Meet the Other Phone.
A phone that grows with your child.

Buy now

Please or to access all these features

AIBU?

Share your dilemmas and get honest opinions from other Mumsnetters.

To food shop twice a week in the hope it works out cheaper?

44 replies

Sunshineismyfriend · 12/04/2023 18:01

Has anyone tried this? I’m thinking with everything getting more expensive it may be cheaper in the hope there’s less waste. Just buying what’s needed for a few days rather than thinking about the whole week. Be interested if anyone has found this successful.

OP posts:
Redminionpenguin · 12/04/2023 18:41

I shop online, no temptation, can keep the budget really strict, meal plan and shop every eight days so the last day is use up anything that's left.
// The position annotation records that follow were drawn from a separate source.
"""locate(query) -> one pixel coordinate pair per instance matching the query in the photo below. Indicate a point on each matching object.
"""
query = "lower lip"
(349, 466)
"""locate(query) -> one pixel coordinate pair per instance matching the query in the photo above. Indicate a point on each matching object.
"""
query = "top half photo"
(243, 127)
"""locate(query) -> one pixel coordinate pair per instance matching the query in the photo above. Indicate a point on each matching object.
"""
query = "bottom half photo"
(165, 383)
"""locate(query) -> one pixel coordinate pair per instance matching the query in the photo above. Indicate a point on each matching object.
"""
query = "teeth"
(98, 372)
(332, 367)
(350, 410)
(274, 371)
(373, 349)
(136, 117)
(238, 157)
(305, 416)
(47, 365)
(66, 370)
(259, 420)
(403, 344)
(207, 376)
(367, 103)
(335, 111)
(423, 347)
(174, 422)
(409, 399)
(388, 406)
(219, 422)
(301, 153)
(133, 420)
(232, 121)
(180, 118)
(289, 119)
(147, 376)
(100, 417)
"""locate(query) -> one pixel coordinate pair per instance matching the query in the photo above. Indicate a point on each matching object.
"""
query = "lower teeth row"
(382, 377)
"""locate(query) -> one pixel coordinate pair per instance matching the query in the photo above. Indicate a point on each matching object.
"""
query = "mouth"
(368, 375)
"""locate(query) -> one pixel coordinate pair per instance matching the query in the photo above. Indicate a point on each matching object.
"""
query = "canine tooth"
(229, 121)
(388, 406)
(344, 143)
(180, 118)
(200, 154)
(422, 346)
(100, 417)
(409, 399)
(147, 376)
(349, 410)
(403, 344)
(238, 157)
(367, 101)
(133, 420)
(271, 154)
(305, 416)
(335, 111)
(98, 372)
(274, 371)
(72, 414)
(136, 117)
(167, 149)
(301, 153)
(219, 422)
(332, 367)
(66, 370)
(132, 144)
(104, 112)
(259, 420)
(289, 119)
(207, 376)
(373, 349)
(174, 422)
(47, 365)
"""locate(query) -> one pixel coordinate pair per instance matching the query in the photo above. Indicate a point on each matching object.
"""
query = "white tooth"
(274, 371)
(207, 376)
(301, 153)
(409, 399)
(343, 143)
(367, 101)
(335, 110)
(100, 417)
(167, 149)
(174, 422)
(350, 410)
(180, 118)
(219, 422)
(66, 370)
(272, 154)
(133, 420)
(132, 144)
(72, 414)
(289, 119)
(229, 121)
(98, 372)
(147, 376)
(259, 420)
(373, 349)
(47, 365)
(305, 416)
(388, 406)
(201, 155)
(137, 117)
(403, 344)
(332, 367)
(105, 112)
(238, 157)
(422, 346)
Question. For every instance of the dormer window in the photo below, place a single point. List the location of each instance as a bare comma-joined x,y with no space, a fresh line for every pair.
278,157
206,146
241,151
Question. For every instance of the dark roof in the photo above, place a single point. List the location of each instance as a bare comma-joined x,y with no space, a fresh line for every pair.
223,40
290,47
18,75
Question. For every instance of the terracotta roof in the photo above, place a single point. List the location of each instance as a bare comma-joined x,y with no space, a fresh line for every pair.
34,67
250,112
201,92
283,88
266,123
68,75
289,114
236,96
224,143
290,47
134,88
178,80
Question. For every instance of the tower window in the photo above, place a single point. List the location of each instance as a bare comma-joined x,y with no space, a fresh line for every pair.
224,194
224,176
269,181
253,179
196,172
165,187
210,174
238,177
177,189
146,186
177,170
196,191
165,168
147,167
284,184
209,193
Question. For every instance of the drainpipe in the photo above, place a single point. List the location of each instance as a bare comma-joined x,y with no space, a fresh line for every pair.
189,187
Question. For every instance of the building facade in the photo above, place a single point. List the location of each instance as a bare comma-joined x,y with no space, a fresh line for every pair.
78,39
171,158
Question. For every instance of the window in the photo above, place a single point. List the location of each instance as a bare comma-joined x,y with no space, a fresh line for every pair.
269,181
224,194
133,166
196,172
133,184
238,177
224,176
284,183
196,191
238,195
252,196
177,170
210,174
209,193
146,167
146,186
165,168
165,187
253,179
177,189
When the shopping arrives I look at use by dates and swap meals around to reduce waste. We don't throw food away. When I moved from 7 to 8 days I challenged myself to keep to the same budget which has helped.

BarbaraofSeville · 12/04/2023 18:43

It's obviously worth a try if you find you waste things shopping weekly. I don't know how people with families fit a week's worth of veg and salad in a normal fridge anyway so surely most people must shop more often anyway?

But we've never done a regular shop or stuck to any particular supermarket so I find all these people asking for 'permission' to do something different to the norm of 'buy the same things from the same supermarket once a week' as quite odd anyway. If you're flexible about what you buy, when you buy it and where from, it's usually loads cheaper.

Sunshineismyfriend · 12/04/2023 18:48

BarbaraofSeville · 12/04/2023 18:43

It's obviously worth a try if you find you waste things shopping weekly. I don't know how people with families fit a week's worth of veg and salad in a normal fridge anyway so surely most people must shop more often anyway?

But we've never done a regular shop or stuck to any particular supermarket so I find all these people asking for 'permission' to do something different to the norm of 'buy the same things from the same supermarket once a week' as quite odd anyway. If you're flexible about what you buy, when you buy it and where from, it's usually loads cheaper.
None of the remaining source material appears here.